Abstract

Heb 8:1-2 has all the characteristics of being the thesis (the highpoint) of the Letter (Treatise) to the Hebrews. A series of literary elements and respective contents are employed in its writing; another similar series follow its evolution. Jesus the Christ is the "Great High priest", unique, new and eternal, unlike other high priestly figures; and so are his priests and the priestly pilgrim people in faith (12:18-21, 22-24), in continuation with the generation of the Desert ("Wüstenwanderung": 12:1a). That pilgrimage was initiated by he himself, who had undergone it himself and who brought it to its fulfillment (12:2a). This is the "primary theme" of this Treatise.
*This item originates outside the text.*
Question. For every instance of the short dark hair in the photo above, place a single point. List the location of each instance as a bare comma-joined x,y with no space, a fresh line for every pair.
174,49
These data are the precious result of the historical-critical method that requires as priority a concentration on the text and its "Umwelt". An equally critical attention is always in the spotlight, which requires a "post-redactional dialogic-narrative structurality", an evolution of the historical-critical method, a kind of attention to the "psycho-anthropological dynamic" of the text in its nature as a "living organism" with a well-motivated conclusion 'from łexicality to inter-contextuality'. This paper takes note of this movement between exegetes and tries to highlight the harmonic convergence between the two moments: Redactional Literary Structure (from my Commentary 2005) and the post-redactional dialogic structure (necessary attention to the studies from 2005 to the present).